Imagine how unsettling it would be were you to shop around for insurance and bargain the local agent into reducing that commission on your behalf. The ‘industry says that it would lead to ruinous competition, unprofessional agent behavior and drive the “better agents” out of business. Presumably, unlike other service industries, the “better agents” need this regulatory welfare handout to protect them from the rigors of the uncouth marketplace.
According to Indiana University Professor, Joseph Belth, if the Florida decision catches on, one effect would be to induce the separation of the price for the insurance policy from the agent’s commission, as is done now in the real estate and stock brokerage industries.
The insurance industry took the Florida case seriously and submitted briefs that advanced virtually every argument that its fertile imagination could construct. It said the anti-rebate law helps guarantee insurer solvency, prevents discrimination among insureds and is necessary for agents whose educational qualifications are at less than high school level. Discounting commissions, the industry argues, also will reduce the incentive for agents to provide consumers with advice and quality information.
None of these arguments persuaded the judges. “The dangers of the misuse of information to the consumer by the unscrupulous or indifferent agent may exist,” they wrote, “but the possibilities of such abuse cannot serve to suppress bargaining or information which might otherwise lead to an informed choice. . . In the absence of any apparent rational relation between the prohibition of rebates and some legitimate state purpose in safeguarding the public welfare, we conclude the anti-rebate statutes…are violative of the clue process clause of the Florida Constitution.”
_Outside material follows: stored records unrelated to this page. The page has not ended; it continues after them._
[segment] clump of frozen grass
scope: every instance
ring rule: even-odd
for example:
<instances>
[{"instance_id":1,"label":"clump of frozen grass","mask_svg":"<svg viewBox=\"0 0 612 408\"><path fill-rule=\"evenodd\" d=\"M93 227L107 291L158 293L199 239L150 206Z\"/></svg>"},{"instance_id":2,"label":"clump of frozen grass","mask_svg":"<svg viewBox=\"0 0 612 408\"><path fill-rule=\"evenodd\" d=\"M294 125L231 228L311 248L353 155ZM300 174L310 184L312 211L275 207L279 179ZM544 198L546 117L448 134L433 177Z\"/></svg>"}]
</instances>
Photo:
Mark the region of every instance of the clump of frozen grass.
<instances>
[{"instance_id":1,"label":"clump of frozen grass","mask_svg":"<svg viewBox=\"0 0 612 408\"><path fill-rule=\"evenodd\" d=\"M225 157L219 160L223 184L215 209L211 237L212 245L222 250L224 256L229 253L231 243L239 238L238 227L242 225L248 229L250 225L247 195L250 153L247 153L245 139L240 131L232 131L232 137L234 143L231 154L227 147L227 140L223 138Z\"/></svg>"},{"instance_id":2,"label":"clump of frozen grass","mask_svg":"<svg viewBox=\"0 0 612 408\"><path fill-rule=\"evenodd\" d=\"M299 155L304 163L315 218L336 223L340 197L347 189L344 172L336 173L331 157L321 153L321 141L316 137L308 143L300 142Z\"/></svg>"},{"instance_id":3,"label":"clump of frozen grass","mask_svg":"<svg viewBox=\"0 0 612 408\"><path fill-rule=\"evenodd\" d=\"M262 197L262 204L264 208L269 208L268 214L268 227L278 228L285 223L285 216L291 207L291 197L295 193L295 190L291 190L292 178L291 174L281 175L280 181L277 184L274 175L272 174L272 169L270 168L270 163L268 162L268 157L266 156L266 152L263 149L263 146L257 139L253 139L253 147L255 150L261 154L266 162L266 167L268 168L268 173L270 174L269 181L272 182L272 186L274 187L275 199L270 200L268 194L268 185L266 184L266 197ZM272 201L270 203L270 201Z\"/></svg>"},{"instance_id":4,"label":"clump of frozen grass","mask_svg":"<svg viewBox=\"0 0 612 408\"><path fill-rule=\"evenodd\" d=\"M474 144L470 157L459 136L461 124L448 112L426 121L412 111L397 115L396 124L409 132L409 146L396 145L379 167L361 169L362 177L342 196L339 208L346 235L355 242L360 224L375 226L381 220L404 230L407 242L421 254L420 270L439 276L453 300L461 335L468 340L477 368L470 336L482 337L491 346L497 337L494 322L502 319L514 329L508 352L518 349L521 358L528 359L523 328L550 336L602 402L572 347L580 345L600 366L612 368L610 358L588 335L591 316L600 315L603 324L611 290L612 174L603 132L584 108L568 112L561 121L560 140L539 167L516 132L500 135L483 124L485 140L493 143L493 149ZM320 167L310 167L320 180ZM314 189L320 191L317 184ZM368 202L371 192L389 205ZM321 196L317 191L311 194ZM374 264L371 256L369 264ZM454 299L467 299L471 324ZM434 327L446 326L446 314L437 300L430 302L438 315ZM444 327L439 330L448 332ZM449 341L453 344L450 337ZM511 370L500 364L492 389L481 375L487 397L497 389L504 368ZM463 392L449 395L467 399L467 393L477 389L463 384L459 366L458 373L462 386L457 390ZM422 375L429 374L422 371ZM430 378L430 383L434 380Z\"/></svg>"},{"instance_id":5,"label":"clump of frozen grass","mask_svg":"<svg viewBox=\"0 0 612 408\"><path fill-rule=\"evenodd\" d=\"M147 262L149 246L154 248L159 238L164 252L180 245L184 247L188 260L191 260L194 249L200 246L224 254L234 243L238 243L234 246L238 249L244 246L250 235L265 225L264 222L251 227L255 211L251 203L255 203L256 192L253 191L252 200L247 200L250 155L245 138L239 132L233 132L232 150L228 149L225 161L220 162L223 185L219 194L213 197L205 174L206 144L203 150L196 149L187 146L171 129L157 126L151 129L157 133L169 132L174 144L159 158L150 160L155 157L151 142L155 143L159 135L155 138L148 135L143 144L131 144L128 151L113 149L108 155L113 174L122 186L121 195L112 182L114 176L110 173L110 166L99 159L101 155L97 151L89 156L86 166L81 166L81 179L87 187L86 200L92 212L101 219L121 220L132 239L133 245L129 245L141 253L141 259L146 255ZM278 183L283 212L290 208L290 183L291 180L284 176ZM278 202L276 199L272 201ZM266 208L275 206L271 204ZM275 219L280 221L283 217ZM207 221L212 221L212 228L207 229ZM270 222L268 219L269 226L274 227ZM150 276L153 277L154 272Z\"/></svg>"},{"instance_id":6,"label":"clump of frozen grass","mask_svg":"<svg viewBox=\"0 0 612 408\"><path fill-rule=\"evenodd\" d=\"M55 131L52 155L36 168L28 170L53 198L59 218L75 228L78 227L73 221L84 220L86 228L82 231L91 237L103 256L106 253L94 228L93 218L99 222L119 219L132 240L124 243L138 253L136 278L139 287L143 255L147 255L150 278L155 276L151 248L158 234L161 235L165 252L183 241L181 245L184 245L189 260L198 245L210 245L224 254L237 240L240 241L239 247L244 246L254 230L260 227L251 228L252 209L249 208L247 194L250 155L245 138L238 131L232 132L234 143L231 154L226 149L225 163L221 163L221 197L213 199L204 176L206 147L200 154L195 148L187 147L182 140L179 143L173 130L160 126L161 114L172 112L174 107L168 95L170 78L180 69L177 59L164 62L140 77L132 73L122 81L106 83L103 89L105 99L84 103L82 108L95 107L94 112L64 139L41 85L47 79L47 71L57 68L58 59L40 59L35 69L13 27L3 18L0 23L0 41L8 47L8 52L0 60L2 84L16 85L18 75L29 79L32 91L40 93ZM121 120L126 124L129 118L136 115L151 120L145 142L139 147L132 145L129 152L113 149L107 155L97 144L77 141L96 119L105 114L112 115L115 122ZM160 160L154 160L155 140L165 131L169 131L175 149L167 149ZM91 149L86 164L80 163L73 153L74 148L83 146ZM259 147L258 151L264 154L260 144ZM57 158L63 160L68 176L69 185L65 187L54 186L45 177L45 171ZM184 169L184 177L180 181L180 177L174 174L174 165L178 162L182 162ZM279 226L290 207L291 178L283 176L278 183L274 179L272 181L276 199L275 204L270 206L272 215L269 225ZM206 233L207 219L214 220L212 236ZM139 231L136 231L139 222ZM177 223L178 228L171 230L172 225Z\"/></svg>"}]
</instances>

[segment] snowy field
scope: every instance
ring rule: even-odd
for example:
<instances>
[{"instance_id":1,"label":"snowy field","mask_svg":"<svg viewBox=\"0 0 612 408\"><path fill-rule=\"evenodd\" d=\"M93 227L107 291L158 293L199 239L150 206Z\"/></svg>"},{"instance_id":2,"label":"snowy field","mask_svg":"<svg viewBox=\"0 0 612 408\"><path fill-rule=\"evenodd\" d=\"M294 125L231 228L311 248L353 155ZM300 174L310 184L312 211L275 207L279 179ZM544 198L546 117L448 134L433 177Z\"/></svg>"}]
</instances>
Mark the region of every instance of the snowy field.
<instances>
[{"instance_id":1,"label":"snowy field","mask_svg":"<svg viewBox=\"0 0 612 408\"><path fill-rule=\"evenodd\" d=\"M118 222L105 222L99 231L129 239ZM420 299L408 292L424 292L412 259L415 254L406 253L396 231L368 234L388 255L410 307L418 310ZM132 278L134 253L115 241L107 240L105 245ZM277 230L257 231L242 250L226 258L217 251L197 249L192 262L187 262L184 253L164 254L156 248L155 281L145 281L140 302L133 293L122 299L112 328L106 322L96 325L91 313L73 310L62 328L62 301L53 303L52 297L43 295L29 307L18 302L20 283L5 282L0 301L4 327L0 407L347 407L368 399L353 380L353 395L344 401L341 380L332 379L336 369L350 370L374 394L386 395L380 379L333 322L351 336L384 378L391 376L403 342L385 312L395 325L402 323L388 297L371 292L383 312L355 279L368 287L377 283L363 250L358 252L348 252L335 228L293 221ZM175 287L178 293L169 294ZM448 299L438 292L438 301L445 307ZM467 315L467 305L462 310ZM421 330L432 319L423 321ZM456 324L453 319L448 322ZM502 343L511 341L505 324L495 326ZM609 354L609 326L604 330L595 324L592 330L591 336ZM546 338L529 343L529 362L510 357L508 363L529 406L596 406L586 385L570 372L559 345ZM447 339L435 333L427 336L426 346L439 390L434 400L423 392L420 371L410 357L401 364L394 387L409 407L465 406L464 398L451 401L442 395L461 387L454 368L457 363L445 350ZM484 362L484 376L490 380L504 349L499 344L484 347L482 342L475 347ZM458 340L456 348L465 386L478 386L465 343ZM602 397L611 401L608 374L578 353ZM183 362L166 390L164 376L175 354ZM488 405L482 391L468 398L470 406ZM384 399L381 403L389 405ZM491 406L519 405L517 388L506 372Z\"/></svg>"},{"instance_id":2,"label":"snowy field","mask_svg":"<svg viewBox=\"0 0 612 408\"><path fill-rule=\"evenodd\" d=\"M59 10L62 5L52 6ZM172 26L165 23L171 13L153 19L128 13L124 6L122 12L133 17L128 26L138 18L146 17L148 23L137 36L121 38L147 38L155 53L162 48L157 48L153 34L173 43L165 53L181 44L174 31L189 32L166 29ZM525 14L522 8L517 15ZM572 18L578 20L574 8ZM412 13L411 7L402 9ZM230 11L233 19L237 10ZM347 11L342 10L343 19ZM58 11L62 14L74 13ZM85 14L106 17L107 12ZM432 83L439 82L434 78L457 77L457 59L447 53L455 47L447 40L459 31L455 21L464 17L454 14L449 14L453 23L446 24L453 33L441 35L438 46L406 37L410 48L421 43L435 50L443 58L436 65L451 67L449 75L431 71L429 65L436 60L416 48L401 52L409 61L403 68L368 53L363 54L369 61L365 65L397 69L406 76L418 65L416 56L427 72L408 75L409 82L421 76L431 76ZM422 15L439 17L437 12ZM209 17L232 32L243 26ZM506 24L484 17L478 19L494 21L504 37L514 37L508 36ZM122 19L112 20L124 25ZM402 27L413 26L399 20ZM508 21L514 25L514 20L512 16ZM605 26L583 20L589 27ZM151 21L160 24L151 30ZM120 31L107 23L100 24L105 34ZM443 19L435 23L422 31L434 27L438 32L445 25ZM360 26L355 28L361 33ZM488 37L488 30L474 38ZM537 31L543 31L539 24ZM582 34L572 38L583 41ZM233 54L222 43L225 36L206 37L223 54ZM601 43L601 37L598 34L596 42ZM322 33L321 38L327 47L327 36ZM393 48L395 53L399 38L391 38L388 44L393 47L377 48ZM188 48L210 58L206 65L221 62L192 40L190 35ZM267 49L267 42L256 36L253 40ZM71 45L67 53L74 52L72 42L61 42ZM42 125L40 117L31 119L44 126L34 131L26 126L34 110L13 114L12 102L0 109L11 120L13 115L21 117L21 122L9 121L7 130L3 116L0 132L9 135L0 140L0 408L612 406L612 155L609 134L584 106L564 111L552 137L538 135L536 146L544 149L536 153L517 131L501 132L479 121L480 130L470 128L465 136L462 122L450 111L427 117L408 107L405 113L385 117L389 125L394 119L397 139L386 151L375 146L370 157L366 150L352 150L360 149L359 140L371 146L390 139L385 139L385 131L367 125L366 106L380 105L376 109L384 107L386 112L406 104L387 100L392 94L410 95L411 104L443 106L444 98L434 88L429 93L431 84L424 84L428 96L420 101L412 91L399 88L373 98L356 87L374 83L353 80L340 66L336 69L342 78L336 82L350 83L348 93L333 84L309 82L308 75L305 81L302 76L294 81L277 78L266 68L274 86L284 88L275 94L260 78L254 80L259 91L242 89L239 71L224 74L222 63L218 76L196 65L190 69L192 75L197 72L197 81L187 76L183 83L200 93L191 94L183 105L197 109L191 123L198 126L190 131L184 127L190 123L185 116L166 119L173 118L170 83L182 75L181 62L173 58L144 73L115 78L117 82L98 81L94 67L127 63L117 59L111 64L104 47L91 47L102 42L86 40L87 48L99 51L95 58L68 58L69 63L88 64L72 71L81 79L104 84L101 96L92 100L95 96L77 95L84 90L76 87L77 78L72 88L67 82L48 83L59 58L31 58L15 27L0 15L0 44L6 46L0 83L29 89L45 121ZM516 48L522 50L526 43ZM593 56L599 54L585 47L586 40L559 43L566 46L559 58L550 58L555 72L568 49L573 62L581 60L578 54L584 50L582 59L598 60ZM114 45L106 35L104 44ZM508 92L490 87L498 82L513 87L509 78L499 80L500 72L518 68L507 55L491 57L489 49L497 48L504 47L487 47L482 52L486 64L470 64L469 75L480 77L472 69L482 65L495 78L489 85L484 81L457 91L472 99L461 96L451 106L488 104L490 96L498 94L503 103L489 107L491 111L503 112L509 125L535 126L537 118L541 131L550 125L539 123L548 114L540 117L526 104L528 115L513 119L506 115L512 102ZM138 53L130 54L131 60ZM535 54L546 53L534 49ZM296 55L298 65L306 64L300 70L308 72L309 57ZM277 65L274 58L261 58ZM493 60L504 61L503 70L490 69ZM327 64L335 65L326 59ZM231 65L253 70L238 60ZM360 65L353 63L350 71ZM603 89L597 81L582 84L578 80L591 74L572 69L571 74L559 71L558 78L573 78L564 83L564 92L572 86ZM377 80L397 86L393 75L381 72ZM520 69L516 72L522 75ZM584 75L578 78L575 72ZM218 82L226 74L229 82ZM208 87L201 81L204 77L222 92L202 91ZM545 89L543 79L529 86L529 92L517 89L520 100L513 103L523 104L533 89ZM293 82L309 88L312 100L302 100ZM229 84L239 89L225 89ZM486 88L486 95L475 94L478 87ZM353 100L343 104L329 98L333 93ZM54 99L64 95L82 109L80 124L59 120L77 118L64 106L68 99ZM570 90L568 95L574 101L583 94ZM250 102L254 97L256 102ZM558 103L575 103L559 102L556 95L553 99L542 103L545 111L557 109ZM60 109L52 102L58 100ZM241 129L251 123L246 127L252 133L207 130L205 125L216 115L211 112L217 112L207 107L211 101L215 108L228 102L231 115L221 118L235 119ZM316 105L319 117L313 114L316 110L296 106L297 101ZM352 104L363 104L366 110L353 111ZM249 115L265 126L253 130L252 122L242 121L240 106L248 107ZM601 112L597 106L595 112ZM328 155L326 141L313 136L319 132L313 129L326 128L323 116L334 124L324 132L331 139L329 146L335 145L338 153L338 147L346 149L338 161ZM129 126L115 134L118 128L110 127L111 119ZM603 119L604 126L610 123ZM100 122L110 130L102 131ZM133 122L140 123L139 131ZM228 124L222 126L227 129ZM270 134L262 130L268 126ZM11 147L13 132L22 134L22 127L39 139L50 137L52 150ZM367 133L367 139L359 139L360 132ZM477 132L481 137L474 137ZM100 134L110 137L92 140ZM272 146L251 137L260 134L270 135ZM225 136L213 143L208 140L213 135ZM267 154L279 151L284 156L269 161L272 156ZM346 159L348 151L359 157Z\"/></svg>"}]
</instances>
Consumers will save over two billion dollars a year if these anti-rebate laws are repealed or through court action. Two years ago a Congressional Subcommittee, led by Cong. John LaFalce (D-NY), failed in its drive to over-ride these state laws. The Reagan Administration would not support such a pro-free enterprise effort. But a Florida court may have started something, thanks to the initiative of Joseph Blumenthal. He would have been pleased with the court’s judgement.